The paper concluded that the consumption of between 30mg/day and 100mg/day kava extract from “Celestial Seasonings” Tea bags was the primary factor for the severe necrotic hepatitis in the 14-year-old girl. However, there seems to be an omission in the study regarding the impact of another drug she was being administered, ranitidine. This could indeed provide a significant counter-argument to the original study, based on several points:
- Incomplete Assessment of Variables: A well-constructed medical study will aim to control for as many variables as possible, particularly those that might reasonably be expected to influence the outcome. Ranitidine, known for its hepatic negative effects, was not addressed in the study at all, thus failing to consider an important variable in the patient’s condition. Additionally, the botanical product in question was not a singular kava product, and contained a multitude of other botanical extracts and ingredients.

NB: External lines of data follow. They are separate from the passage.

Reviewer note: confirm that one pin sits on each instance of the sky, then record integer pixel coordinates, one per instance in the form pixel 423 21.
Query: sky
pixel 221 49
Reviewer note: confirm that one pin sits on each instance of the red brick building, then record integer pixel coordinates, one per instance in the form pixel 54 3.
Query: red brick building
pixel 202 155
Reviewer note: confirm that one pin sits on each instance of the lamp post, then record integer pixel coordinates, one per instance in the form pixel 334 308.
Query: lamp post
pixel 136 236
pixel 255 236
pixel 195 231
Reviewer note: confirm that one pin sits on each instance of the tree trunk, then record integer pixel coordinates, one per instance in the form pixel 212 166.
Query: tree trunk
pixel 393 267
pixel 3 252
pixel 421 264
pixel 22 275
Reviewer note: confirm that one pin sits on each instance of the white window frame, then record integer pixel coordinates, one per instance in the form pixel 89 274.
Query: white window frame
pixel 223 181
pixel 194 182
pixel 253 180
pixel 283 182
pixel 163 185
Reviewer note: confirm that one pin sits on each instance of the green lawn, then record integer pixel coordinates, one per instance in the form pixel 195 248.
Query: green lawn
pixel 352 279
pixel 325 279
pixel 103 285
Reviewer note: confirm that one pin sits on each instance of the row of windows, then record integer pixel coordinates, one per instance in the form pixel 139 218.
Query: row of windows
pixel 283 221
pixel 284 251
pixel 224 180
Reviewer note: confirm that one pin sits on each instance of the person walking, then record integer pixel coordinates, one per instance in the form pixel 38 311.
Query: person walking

Finally, the study never ascertained whether the patient did indeed have kavalactones in their system.
- Causation vs Correlation: The assumption made in the study is that kava caused hepatotoxicity because the patient was consuming it. However, this could be a correlation, not causation. The simultaneous intake of ranitidine could be the actual cause. The continuation of liver damage even after cessation of kava supports this argument.
- Contrary Evidence: To ascertain causation, being able to repeat the result is an important aspect in scientific studies. As we’ve mentioned numerous times, no other study has shown repeatable hepatotoxic effects in traditional kava consumption. If the hepatotoxicity was truly due to kava, similar effects should be observable in numerous other studies as well.

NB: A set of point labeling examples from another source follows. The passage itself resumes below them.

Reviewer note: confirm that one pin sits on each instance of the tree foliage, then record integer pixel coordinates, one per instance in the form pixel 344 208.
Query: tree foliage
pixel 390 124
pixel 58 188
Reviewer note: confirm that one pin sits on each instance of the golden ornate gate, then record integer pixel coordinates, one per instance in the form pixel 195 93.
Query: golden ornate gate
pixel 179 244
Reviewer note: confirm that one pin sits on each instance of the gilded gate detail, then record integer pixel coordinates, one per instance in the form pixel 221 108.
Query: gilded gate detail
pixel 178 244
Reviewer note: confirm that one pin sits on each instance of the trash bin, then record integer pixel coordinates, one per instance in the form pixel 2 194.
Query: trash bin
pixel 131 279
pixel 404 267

- Liver Damage Continuation: It’s significant to note that the patient’s liver values didn’t recover after they stopped taking kava, but ranitidine was (alarmingly) continued until the liver transplant. If kava was indeed the cause, some degree of recovery or at least stabilization would be expected after its discontinuation.

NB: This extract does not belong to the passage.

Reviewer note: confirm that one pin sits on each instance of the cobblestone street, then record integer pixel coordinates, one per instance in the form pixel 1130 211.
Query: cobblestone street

Therefore, taking all into account, the study almost certainly has prematurely concluded the role of kava in causing the severe necrotic hepatitis. More comprehensive investigations and repeatable studies should be conducted, considering all the factors, including potential interactions and individual patient characteristics, to reach a more reliable and valid conclusion. In short Humberston et al incorrectly identified kava as the causative agent in this patient’s etiology of hepatic failure.
Now, here comes the real awful part of all of this. There have been ~50 individual studies which cite this report as evidence towards the liver toxic effects of kava even with traditional preparation. In essence, the entire premise of liver toxicity from water extracted products hinges on extraordinarily poorly recorded documents with inappropriately applied logic and just straight up incorrect conclusions. Consequently, subsequent researchers love to cite this as proof-positive of a hepatotoxic effect from kava, and I’m sorry, but this just ain’t it.
The following non-exhaustive list of papers use this erroneous source to assert that traditional kava is hepatotoxic:
Tarbah, Ali Fuad. 2003. “Analytical Studies on the Kavain Metabolism in Human Specimen and Liver Cell Lines.” Erlangung des Doktorgrades der Mathematisch-Naturwissenschaftlichen Fakultät der Heinrich-Heine-Universität Düsseldorf.
Behl, Mamta, Abraham Nyska, Rajendra S. Chhabra, Gregory S. Travlos, Laurene M. Fomby, Barney R. Sparrow, Milton R. Hejtmancik, and Po C. Chan. 2011. “Liver Toxicity and Carcinogenicity in F344/N Rats and B6C3F1 Mice Exposed to Kava Kava.” Food and Chemical Toxicology: An International Journal Published for the British Industrial Biological Research Association 49 (11): 2820–29. https://doi.org/10.1016/j.fct.2011.07.067.
Soares, Rita B., Ricardo Jorge Dinis-Oliveira, and Nuno G. Oliveira. 2022. “An Updated Review on the Psychoactive, Toxic and Anticancer Properties of Kava.” Journal of Clinical Medicine Research 11 (14). https://doi.org/10.3390/jcm11144039.
[Centers for Disease Control and Prevention]. 2002. “Hepatic Toxicity Possibly Associated with Kava-Containing Products — United States, Germany, and Switzerland, 1999–2002.” Morbidity and Mortality Weekly Report. Surveillance Summaries 51 (47): 1065–67. http://www.jstor.org/stable/23312772.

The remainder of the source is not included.